A Fernanda, companheira de todas as jornadas,
Ao André e à Susana, orgulho do meu caminho,
Às minhas netas Matilde e Sara, luz que ilumina o amanhã.

Este livro é para vocês — por tudo o que foram, são e me inspiram a ser.

Sobre o Autor

Francisco Gonçalves é programador informático, escritor e pensador inconformado. Com mais de quatro décadas de experiência em tecnologias de informação, sempre uniu a lógica do código à inquietação filosófica. Observador crítico da sociedade portuguesa, dedica-se à escrita de ensaios, crónicas e reflexões sobre a condição humana, a liberdade e os ciclos invisíveis que governam as nossas vidas.

Sobre o Livro

Fragmentos do Código dos Mortos é uma viagem lúcida e poética ao interior do ser humano.
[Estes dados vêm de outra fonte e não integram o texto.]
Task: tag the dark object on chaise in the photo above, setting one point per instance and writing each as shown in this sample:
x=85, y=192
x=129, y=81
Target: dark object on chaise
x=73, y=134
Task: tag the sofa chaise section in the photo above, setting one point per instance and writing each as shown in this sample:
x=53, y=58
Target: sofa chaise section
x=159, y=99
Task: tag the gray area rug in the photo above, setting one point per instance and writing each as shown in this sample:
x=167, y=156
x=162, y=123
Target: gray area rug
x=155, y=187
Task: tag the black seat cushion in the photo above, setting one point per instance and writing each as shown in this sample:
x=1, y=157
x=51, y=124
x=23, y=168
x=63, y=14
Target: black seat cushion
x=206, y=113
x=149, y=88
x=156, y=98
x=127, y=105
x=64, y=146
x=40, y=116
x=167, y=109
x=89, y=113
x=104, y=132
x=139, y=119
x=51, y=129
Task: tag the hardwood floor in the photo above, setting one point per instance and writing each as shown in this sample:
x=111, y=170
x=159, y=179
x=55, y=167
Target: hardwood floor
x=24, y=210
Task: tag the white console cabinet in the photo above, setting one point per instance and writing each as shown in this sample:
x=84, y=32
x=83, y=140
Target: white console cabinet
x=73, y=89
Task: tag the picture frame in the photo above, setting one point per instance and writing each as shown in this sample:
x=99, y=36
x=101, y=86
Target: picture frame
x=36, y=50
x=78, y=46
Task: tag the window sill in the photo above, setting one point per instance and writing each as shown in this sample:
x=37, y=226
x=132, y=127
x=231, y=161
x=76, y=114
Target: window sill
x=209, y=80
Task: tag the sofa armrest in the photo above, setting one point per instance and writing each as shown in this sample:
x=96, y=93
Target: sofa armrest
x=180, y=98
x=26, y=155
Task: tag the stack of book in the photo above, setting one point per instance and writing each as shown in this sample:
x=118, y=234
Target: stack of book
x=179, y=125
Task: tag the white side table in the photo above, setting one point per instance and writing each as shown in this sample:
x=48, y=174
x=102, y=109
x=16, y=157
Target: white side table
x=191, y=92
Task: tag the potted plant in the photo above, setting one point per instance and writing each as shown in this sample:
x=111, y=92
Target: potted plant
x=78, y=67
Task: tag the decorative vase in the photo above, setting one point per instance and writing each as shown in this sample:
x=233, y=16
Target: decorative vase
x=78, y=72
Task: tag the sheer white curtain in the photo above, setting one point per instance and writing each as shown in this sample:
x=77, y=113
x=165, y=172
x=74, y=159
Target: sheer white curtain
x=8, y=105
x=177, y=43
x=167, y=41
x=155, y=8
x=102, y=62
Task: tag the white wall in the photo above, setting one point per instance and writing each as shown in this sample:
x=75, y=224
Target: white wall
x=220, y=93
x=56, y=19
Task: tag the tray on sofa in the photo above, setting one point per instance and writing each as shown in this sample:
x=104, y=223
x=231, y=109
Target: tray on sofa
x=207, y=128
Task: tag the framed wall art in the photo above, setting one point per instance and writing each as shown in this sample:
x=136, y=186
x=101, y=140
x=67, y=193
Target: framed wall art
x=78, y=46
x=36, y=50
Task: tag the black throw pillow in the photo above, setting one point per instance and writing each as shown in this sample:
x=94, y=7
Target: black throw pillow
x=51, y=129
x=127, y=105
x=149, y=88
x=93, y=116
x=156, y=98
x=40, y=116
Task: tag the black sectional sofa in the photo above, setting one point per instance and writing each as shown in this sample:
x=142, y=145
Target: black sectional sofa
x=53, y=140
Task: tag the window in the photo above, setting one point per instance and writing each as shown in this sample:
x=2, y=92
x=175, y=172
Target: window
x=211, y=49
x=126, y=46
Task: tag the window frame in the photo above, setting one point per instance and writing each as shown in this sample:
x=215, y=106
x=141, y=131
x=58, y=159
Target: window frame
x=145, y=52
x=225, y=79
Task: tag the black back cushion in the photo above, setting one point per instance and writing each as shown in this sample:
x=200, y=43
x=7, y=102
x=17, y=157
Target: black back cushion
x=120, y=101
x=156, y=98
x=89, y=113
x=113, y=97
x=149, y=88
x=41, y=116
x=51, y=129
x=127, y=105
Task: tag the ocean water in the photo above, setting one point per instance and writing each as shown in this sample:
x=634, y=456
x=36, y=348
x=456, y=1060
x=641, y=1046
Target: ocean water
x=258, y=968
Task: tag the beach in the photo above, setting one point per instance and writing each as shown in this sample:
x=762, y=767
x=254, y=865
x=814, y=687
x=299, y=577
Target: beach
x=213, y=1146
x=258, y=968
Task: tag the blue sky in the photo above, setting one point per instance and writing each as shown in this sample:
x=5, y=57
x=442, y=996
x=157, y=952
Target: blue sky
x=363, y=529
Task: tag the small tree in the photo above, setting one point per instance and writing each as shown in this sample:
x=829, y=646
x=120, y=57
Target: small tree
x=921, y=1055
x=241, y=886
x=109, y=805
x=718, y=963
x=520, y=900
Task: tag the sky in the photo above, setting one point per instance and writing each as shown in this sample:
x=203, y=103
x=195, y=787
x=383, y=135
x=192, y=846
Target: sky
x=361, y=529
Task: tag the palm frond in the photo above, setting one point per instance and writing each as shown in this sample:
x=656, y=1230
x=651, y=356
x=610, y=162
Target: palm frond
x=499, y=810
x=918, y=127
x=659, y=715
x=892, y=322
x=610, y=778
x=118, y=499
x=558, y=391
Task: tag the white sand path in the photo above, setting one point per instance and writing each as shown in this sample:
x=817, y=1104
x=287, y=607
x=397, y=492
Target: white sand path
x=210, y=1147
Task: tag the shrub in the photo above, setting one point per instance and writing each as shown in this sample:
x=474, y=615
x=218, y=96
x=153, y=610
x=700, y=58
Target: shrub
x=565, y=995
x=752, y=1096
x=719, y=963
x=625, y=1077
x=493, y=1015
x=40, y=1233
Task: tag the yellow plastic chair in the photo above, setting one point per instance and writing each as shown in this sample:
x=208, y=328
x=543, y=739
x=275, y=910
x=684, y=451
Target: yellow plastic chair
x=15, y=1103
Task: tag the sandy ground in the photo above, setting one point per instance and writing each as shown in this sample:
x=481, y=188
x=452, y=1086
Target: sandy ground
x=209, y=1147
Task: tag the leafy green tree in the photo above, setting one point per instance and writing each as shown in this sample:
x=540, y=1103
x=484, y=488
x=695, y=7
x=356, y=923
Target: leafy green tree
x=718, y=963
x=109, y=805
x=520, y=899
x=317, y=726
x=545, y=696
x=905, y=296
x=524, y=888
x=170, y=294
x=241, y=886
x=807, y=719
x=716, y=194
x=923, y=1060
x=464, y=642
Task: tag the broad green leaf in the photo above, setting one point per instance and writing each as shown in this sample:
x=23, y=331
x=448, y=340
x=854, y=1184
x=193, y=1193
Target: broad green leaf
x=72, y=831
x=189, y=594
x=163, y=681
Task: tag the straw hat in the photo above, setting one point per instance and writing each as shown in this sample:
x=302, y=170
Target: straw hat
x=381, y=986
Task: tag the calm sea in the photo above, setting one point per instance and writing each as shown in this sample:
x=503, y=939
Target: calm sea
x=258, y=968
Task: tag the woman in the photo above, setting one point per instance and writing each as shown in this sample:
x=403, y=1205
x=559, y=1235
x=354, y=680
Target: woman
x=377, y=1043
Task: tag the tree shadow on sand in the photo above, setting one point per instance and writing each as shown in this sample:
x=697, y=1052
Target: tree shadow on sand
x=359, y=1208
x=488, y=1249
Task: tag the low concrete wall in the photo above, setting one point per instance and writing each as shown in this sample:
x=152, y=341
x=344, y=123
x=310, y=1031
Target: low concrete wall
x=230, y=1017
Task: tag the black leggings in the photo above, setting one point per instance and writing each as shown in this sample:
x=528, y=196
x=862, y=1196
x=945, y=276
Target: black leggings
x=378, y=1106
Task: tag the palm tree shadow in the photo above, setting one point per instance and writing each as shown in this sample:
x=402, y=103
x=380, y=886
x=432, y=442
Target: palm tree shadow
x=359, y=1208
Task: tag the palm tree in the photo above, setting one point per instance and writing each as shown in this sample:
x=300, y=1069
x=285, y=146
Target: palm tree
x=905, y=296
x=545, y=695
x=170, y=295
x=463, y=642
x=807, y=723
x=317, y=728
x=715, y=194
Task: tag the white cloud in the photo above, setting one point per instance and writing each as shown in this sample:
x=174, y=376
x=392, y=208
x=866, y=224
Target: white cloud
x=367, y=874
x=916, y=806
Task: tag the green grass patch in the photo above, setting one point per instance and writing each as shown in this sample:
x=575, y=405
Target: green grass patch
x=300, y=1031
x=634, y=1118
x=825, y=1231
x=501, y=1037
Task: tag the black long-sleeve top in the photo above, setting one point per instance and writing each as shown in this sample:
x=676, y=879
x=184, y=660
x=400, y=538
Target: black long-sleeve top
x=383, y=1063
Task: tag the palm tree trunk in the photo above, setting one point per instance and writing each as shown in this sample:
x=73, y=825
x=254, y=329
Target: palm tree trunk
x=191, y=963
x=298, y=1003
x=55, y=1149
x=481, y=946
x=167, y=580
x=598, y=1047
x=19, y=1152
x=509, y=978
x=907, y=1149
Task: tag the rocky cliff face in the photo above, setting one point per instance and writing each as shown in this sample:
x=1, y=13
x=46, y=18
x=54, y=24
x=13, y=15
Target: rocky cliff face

Através de nove ensaios que abordam temas como a sobrevivência, a mediocridade, o conformismo e o despertar, Francisco convida o leitor a questionar a programação invisível que herdamos dos que já partiram. Este não é um livro para confortar — é um livro para inquietar. Uma faísca que desafia o leitor a acender a sua própria fogueira de consciência.

Índice do Livro

Capítulo 1 – O Código dos Mortos

Capítulo 2 – A Máquina de Sobrevivência

Capítulo 3 – O Peso do Nome e da Terra

Capítulo 4 – A Fogueira das Crenças

Capítulo 5 – O Silêncio da Razão

Capítulo 6 – Viver ou Repetir?

Capítulo 7 – O Eterno Retorno da Mediocridade

Capítulo 8 – Os Insubmissos e o Futuro

Capítulo 9 – A Rebelião Interior

Capítulo 1 – O Código dos Mortos

Sempre me perguntei porque somos o que somos. E talvez Eduardo Punset tenha tocado no nervo certo quando falou da nossa maquinaria biológica. Fomos programados, sim — mas não para mudar. Fomos programados para sobreviver. A mudança assusta. A segurança atrai. O cérebro, esse velho artesão da adaptação, prefere o caminho gasto à vereda nova. Desde os tempos em que nos reuníamos à volta do fogo, o medo do desconhecido era acalmado com histórias, com crenças, com mitos reconfortantes. E esses mitos ficaram. Foram passados como herança genética. Estão gravados no nosso ADN com letras de fogo, mais fortes que a razão, mais antigos que a lógica. Não fomos moldados para questionar. Fomos treinados para repetir. Para seguir o modelo dos que vieram antes — os pais, os avós, os bisavós. Todos a correrem pela vida dentro agarrados à ideia de que segurança é sinónimo de sentido. E o mais curioso é que, no fundo, tudo isso se mantém. Continuamos, em pleno século XXI, a obedecer a um código invisível. Um código feito não por nós, mas por aqueles que já cá não estão. Um código dos mortos. E este código não é apenas uma metáfora. É real. Está presente quando escolhemos uma profissão que não amamos porque “dá segurança”. Está presente quando aceitamos uma vida que não nos desafia porque “é assim que sempre se fez”. Está presente quando calamos a dúvida porque a voz da tradição grita mais alto. Está em cada gesto automático, em cada decisão sem reflexão, em cada medo herdado. A maior parte das nossas escolhas, se formos honestos, são ecos — não gritos próprios. Repetimos o passado e chamamos-lhe prudência. Ouvimos as vozes antigas dentro da cabeça e convencemo-nos de que somos nós a decidir. Mas não somos. Somos o produto de um código que corre sem nos pedir licença. Um script que alguém escreveu há milhares de anos, e que nós apenas continuamos a executar. Mas talvez… talvez possamos interromper essa execução. Talvez possamos olhar para dentro e perceber que há mais — que há espaço para a dúvida, para o rasgo, para a criação de algo novo. Talvez o verdadeiro salto evolutivo não seja tecnológico, nem biológico — seja mental. Um salto em que deixamos de ser executores do código dos mortos e começamos a ser autores do nosso próprio caminho. Não é fácil. Vai contra tudo o que nos ensinaram. Mas talvez — só talvez — valha a pena tentar.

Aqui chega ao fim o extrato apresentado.